Here too, the subject for me is not just "bindings." The subject is how to distribute the language processor as a shared resource.

From One Compiler to Many Consumers

With a traditional CLI, the relationship between compiler and consumer tends to be one-to-one.

tsc command
  -> compiler
  -> diagnostics

But the actual shape of editors and toolchains is closer to many-to-one.

editor hover
editor completion
lint rule
code action
AI agent
test runner
build watcher
  -> shared language-processing state

Of course, this does not mean everything should be truly concentrated into one process. Fault isolation matters, and it may be better to separate workers depending on the nature of the query. Whether read-heavy type queries and workflows that aggressively rewrite virtual documents should live in the same session is a question to treat carefully.

That is exactly why an orchestrator is needed.

An orchestrator is not a wrapper that hides the compiler. It is a control plane for arranging multiple consumers around the compiler.

"Control plane" may sound a little grand, but the work is similar. Which profile should create a worker? Which worker is warm? Which snapshot is still usable? Which request is stuck? Which transport fits this workflow? Which failures should be retried, and which should be returned to the caller?

These decisions live in a layer separate from the compiler engine itself.

Language Processors Will Stay Resident

I think language processors will increasingly be treated as resident processes.

The reason is simple: developer experience is moving from batch toward conversation.

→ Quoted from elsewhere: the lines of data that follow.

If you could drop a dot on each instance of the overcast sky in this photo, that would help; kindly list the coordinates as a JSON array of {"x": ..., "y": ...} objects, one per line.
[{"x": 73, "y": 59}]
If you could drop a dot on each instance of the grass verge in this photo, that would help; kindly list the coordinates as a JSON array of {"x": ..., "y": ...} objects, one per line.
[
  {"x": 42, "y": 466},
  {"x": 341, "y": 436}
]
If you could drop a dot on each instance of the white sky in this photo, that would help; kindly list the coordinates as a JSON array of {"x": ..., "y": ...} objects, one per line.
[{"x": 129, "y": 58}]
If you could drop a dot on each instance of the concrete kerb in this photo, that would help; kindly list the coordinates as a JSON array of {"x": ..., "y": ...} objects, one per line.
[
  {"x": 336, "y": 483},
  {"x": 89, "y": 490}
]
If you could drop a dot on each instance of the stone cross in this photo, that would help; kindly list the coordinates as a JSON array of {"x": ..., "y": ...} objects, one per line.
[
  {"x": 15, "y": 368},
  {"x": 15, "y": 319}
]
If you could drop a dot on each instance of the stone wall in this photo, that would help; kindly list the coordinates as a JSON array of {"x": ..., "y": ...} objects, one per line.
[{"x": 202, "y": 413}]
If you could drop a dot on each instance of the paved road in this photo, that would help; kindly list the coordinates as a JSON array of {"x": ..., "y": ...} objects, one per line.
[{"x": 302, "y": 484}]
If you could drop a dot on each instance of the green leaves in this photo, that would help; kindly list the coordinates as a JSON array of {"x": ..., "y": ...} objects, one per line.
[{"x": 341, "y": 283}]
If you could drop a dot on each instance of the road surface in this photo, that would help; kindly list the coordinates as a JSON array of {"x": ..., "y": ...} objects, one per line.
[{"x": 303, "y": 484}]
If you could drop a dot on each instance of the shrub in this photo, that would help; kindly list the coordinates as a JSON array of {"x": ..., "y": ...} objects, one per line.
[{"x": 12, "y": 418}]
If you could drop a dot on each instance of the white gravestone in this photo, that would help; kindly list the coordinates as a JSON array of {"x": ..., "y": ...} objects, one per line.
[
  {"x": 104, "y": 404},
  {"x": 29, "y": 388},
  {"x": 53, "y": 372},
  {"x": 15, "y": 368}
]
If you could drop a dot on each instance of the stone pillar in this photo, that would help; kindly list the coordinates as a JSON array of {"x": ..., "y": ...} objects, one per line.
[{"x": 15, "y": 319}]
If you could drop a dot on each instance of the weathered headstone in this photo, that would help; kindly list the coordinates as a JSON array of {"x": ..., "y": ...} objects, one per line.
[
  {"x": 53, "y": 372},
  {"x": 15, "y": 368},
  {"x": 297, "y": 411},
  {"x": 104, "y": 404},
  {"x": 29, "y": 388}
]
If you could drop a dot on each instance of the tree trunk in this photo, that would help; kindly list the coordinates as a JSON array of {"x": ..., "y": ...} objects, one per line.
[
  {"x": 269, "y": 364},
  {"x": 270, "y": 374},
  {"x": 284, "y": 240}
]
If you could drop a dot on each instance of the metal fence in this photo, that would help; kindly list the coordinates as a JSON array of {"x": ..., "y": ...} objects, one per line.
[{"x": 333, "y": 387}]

It is not only that a human saves a file and the project is checked once. The editor offers suggestions while text is being entered. The linter runs rules while looking at the AST and types. An AI agent asks small questions like "what is the type of this node?", "where does this symbol come from?", and "did this fix remove the diagnostic?" Frameworks generate virtual files and map them back to the source files.

In that world, a language processor is less a command you start every time and more a service that keeps receiving questions.

And if it becomes a service, it needs orchestration. It needs worker pools, caches, snapshots, backpressure, timeouts, observability, graceful shutdown, version pinning, and compatibility policy.

I am building that layer in corsa-bind through the concrete target of tsgo.

A language processor does not end at the parser and checker. Keeping it alive, sharing it, folding it down when it breaks, and handing it to author experiences in other languages are all part of the future of language tooling.

Conclusion

tsgo is a faster tsc. But stopping there would be a little wasteful.

Seen through its stdio API, tsgo is also a stateful language processor server. And what I am building in corsa-bind is an orchestration layer for using that server from Rust, Node, and multiple native bindings.

The important point for me is not to forcefully absorb the compiler engine itself. Respect upstream tsgo, do not fork it, do not patch it, and instead reuse sessions, manage snapshots, choose transports, and coordinate workers from the outside.

This is close to the way we think about distributed servers. There are processes, messages, handles to remote state, lifetimes, failures, observations, and cleanup.

Do not only call the language processor as a library. Operate it as a service.

That is the language processor orchestration I am trying to build in corsa-bind.